De les die geleerd echter moet worden is dat het nodig kan zijn dat er geweld gebruikt wordt om de zachtmoedigheid van de samenleving als geheel te waarborgen.

Zo goed mogelijk de Profeten volgen in de hun door God geschonken zachtmoedigheid is de inhoud van Prediking - voor alle volkeren - van Jezus (v.z.m.h.). En ook Jezus (v.z.m.h.) gebruikt feitelijk geweld om de Tempel op te schonen. God bepaalt namelijk ook de context waarin een als een Profeet uitverkorenene leeft en die context kan wat betreft de noodzaak van geweld variren zoals de Schriften leren.

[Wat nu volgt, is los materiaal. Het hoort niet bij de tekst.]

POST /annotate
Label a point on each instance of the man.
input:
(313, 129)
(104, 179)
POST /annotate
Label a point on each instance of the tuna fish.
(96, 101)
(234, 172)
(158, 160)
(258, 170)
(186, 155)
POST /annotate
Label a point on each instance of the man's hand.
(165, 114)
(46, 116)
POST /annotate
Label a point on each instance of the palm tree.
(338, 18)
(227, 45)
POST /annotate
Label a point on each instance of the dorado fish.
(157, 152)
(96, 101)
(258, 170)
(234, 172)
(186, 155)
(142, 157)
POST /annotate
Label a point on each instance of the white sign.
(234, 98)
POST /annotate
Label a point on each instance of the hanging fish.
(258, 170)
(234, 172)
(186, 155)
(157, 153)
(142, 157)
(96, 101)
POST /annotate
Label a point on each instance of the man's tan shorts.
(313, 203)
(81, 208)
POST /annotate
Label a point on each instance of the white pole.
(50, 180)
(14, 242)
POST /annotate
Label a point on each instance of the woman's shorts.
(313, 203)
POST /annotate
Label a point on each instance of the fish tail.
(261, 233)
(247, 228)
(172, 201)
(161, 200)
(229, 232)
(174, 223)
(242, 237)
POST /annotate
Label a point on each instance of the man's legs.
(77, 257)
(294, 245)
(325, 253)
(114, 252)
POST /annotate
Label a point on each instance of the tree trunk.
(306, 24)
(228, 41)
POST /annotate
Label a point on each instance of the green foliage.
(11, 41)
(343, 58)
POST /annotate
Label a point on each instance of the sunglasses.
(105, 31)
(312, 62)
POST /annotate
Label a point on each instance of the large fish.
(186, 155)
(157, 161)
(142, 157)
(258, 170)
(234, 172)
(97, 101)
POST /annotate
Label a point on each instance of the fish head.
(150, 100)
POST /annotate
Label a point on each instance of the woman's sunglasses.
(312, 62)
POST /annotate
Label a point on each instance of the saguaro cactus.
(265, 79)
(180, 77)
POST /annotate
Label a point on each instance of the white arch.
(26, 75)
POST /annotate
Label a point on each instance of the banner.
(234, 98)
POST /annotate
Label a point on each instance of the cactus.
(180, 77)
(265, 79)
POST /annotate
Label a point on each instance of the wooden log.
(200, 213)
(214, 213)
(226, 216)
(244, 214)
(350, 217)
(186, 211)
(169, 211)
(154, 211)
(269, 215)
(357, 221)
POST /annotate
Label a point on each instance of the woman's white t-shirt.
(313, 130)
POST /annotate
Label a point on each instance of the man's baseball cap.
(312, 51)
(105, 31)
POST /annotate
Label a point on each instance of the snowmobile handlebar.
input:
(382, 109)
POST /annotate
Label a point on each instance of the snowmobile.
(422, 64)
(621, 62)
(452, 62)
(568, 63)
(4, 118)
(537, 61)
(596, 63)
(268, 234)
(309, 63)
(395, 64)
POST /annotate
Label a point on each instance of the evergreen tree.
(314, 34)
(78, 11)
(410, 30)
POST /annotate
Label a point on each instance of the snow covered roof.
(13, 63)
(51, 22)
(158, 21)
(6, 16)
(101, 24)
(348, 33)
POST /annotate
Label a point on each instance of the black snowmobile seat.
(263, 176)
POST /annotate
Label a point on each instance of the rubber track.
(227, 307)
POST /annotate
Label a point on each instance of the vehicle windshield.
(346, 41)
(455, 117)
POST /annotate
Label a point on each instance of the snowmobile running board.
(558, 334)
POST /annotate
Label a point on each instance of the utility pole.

Dus dhr. Jansen sluit dus - met zijn aanloop naar zijn conlusie - eigenlijk de Profeten voor Jezus (v.z.m.h.) uit om hen te volgen in hun zachtmoedigheid, met vermoedelijk de causale onderbouwing dat Jezus (v.z.m.h.) absoluut bezien binnen de Tekst van het Schrift relatief minder geweld moet toepassen van God dan de Profeten voor hem (v.z.m.h.); een stellingname waarmee dhr. Jansen (Arabist) zich helaas conformeert aan het mechanisme "Islam-bashing = anti-semitisme".

----------


## Rourchid

> _Geplaatst door Maarten_
> *
> Punt is: De Bijbel is een door mensen geschreven boek. En de manier waarop God beschreven wordt is ok vanuit menselijk perspectief. In feite is God veel te groot voor dit soort gedoe, maar wat er staat is, hoe mensen God ervaren en beleefd hebben. Ze hebben er een sprankje van gezien, zeg maar. De verhalen zijn ook een manier van uitdrukken. Vaak zijn het abstracties. 
> Je kunt een heleboel vragen stellen.. bijvoorbeeld: is het waar? Het is maar de vraag op welk niveau je waarheid zoekt he? Zoek je feitelijke waarheid, of menselijke waarheid? En wat voor soort waarheid hebben de schrijvers eigenlijk over willen brengen? En wat voor soort mensen hebben ze gezien als hun publiek, en hoe heeft dat hun schrijven bepaalt? 
> *


Het Schrift komt uit de Onkenbaarheid (_al-ghayb_) en dat is voorbij wat wij als mensen mogen percepiren als de Eeuwigheid en de Oneindigheid.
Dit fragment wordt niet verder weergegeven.